Prasanth Narayanan attempts a new-age interpretation of Bhasa’s 2000-year-old Sanskrit play in Swapna Vasavadutta
The gateway to fantasies

KOCHI: Sometimes fantasy is not an aberration from reality, but a way you interpret it. In Swapna vasavadutta they meet, embrace and merge into a capricious blur.

“A dream is something you cannot share and in the play it’s quite difficult to draw an indisputable borderline between the two,” says Prasanth Narayanan on his new-age adaptation of Bhasa’s Sanskrit play.

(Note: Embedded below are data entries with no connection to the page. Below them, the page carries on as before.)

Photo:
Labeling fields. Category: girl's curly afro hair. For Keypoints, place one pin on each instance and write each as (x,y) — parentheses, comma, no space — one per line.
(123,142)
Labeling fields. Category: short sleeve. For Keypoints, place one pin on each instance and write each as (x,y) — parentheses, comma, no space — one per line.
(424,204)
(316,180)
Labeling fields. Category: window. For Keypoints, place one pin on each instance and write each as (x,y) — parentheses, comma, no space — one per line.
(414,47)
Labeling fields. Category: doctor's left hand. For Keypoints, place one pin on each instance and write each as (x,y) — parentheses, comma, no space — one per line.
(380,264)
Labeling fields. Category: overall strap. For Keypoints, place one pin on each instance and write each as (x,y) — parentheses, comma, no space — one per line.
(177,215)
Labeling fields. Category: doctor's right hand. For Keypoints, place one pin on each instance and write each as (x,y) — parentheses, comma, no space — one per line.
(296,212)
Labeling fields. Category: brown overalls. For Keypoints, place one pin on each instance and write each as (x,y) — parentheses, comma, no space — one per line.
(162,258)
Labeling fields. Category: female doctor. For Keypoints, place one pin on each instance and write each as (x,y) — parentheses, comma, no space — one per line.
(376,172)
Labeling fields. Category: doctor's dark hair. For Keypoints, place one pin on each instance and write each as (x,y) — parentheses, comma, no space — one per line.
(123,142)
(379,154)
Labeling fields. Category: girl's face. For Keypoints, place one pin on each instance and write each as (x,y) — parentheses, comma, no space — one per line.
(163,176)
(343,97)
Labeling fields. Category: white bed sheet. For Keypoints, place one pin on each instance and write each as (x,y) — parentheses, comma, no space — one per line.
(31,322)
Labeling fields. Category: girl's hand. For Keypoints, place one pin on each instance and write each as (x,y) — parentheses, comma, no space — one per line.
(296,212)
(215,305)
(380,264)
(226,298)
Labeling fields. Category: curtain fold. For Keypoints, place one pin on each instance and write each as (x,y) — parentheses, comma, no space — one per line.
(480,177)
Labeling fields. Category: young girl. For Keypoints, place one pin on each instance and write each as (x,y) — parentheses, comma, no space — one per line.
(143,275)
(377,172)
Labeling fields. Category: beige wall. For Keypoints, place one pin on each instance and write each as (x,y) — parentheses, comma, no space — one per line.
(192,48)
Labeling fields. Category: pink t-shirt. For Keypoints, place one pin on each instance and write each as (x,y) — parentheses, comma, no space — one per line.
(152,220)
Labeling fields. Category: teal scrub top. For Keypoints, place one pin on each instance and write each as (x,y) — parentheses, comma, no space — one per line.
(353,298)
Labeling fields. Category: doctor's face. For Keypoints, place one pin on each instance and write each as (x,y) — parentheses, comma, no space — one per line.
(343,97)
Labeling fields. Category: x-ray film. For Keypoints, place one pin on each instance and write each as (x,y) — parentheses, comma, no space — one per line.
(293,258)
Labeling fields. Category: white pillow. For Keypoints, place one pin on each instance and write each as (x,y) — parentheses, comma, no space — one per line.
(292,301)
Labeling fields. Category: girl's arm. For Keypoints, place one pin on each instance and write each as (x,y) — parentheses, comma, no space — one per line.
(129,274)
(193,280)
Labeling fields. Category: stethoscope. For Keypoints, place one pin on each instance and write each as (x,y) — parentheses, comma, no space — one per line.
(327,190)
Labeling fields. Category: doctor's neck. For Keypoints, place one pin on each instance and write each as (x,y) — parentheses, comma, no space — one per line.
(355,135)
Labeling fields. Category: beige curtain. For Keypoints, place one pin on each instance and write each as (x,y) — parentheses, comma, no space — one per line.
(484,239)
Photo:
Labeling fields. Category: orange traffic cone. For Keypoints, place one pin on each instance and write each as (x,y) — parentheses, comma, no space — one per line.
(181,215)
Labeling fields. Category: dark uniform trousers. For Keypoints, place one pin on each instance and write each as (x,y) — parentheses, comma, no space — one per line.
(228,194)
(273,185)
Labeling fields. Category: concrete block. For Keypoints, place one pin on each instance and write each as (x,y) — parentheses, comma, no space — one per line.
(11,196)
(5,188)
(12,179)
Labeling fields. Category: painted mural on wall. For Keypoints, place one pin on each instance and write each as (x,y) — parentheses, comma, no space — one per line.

Taking a 2000-year-old plot and placing it in the preset, he calls his 95-minute play a dramatic expedition without completely rejecting ancient Indian theatre. “The basic text is an elaborate one progressing through slokas and dialogues, giving you enough material to stage a seven or eight-hour play. What I have tried is to unleash it in another milieu, interpreting it from a fresh perspective,” he says.  

 
In Bhasa’s play, King Udayana is seen languishing in pain over the death of his queen Vasavadutta. In reality the queen is forced to live in disguise, making way for another royal alliance.

“It’s the story of queen-turned-maid Vasavadutta and it shows how woman becomes a mere tool in an essentially patriarchal system. She is denied all chances of self expression and often stripped off her identity. Despite being the queen she is caught in web of conspiracy and has to live as someone else,” says the director. 


Since Vasavadatta can’t express her emotions openly, she creates a fantasy world where she engages in long, delirious conversations with her husband.

“In reality she is the queen, but her new identity is that of Sairandhri, a lady-in-waiting. In the play I have tried to map her mindscape, her profound inner turmoil,” says Prasanth who adds that the feminist angle was not contrived, but something that increasingly evolved during the process. “It’s an attempt to approach the play with a modern-day mindset, placing it in another scenario.”    

  
In the play reality and fantasy are blended and superimposed making way for an all-new theatrical language.

“‘If it’s a dream I don’t want to wake’ is what the hero says in Bhasa’s play. Then there are disguises and traces of ancient theatre now you only see in art forms like  Koodiyattam,” he adds. The drama presented by Rangayana Dharwad, Karnataka, will be staged on March 22 at Tagore Hall at 6 pm.